Sphere-formation assay
Single-cell suspensions were plated in ultralow attachment six-well plates (Corning, Inc.) at 5×103 cells/ml and cultured in modified DMEM without serum supplementation, as described in the Cell lines and cell culture subsection. Media were replaced every 3 days. Cell spheres in each group were observed after 7 days.
ELISA
The levels of enzymes were evaluated using standardized commercially available kits. The following ELISA assay kit were purchased from Shanghai Yaji Biological Technology Co., Ltd.: VEGFR1 (cat. no. YS01065B), VEGFR2 (cat. no. YS06892B), VEGFR3 (cat. no. YS06893B), and C-Kit (cat. no. YS02312B). The EGFR ELISA assay kit (cat. no. H032) was bought from Nanjing Jiancheng Bioengineering institute. The following kits and antibodies were purchased from Merck KGaA: RET (cat. no. RAB0987), Flt-3 (cat. no. RAB1464), ErbB2 (cat. no. RAB0173k), ErbB4 (cat. no. RAB1041), FAK (cat. no. RAB095), FGFR1 (cat. no. RAB0961), FGFR2 (cat. no. RAB0962). PDGFR-α antibody (cat. no. SAB4502139), PDGFR-β antibody (cat. no. SAB4502148), SRC antibody (cat. no. SAB4502846), FGFR3 antibody (cat. no. SAB4500888) and FGFR4 antibody (cat. no. SAB1300137).
Molecular docking
AutoDock Vina v1.1.2 (http://vina.scripps.edu/) was used to determine ligands and the proteins required for molecular docking. The crystal structures of target proteins were obtained from the PDB database (https://www.rcsb.org/). The process involved a pre-treatment step, including hydrogen removal, amino acid modification, energy optimization and force field parameter adjustment. Subsequently, the retrieved ligand structure of luteolin (https://pubchem.ncbi.nlm.nih.gov/) was docked with the active sites of target proteins using the vina built-in pyrx software (https://pyrx.sourceforge.io/), with the affinity (kcal/mol) representing the combining capacity. Lower the affinity value, the more stable the ligand binding to the receptor. Visual analysis was performed using PyMOL (https://pymol.org/2/) and the two-dimensional figures were visualized using the Discovery Studio 2020 Client (https://discover.3ds.com/discovery-studio-visualizer-download).

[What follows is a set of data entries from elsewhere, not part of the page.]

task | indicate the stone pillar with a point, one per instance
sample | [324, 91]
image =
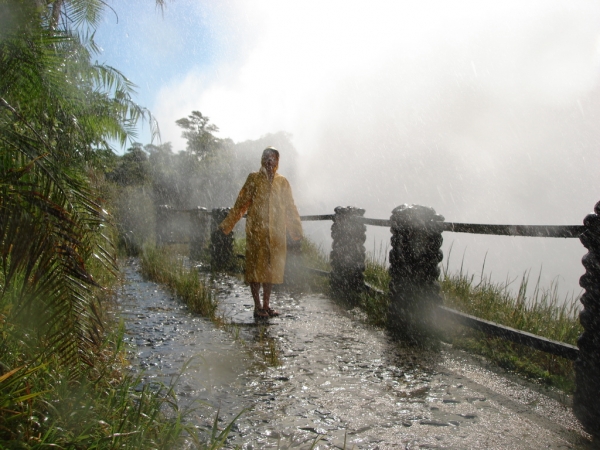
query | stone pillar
[586, 404]
[163, 213]
[347, 255]
[199, 231]
[414, 270]
[221, 245]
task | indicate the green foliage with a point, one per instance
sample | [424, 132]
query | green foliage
[166, 267]
[56, 109]
[542, 313]
[201, 141]
[43, 405]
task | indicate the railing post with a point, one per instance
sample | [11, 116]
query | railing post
[221, 245]
[200, 227]
[162, 224]
[347, 255]
[414, 270]
[586, 403]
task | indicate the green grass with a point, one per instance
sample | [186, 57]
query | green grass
[165, 266]
[43, 405]
[542, 312]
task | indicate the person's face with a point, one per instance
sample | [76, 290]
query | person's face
[270, 162]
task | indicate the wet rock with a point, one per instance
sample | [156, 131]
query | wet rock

Tumor xenografts in nude mice
A total of 25 female 4-6 weeks old athymic BALB/c nude mice (15-20 g) were obtained from Beijing Vital River Laboratory Animal Technology Co., Ltd. The animals were previously administered conventional feed, provided with ad libitum access to water and housed (temperature, 20-25°C; humidity, 40-60%; 12-h light/dark cycle). In this research, mice was divided into four groups (NC, LUT, PTX and PTX + LUT) and anesthetized with 1% pentobarbital sodium. The mice in each group were injected with 2×106 (200 μl) transfected EC1/PTX cells subcutaneously in the dorsal surface of the right hind leg to establish xenografts as the NC group. After inoculation, the mice were injected intraperitoneally with luteolin (20 or 40 mg/kg every day) in the LUT group, PTX (10 mg/kg every 3 days) in the PTX group and both drugs in the PTX + LUT group. The tumor size and weight were recorded. After 22 days, the mice were sacrificed by cervical dislocation and the tumor tissues were resected, imaged, weighed and measured.
Hematoxylin and eosin (H&E) staining
The tumor tissues were excised, immersed immediately in 10% formaldehyde and maintained at room temperature for 24 h. The tissues were dehydrated in 70, 80, 90, 95% alcohol for 30 min respectively, and then in anhydrous alcohol for 60 min for thorough dehydration. The tissues were embedded in pure paraffin and cut into 4 μm sections. The dehydrated tissue blocks were placed in xylene for 60 min for transparent treatment to facilitate paraffin penetration. The whole morphology was evaluated after H&E. staining at room temperature for 24 h. The stained sections were observed under an optical microscope (BX60; Olympus Corporation). Images were acquired and analysis was performed using ImageJ v1.8.0 Launcher (National Institutes of Health).
TUNEL staining
TUNEL staining was performed to assess apoptosis in tumor tissues at 37°C within 30 min. Tissue slices were stained using an in-situ cell death detection kit (Roche Diagnostics) according to the manufacturer's instructions. The percentage of TUNEL-positive nuclei (green nuclei) was calculated.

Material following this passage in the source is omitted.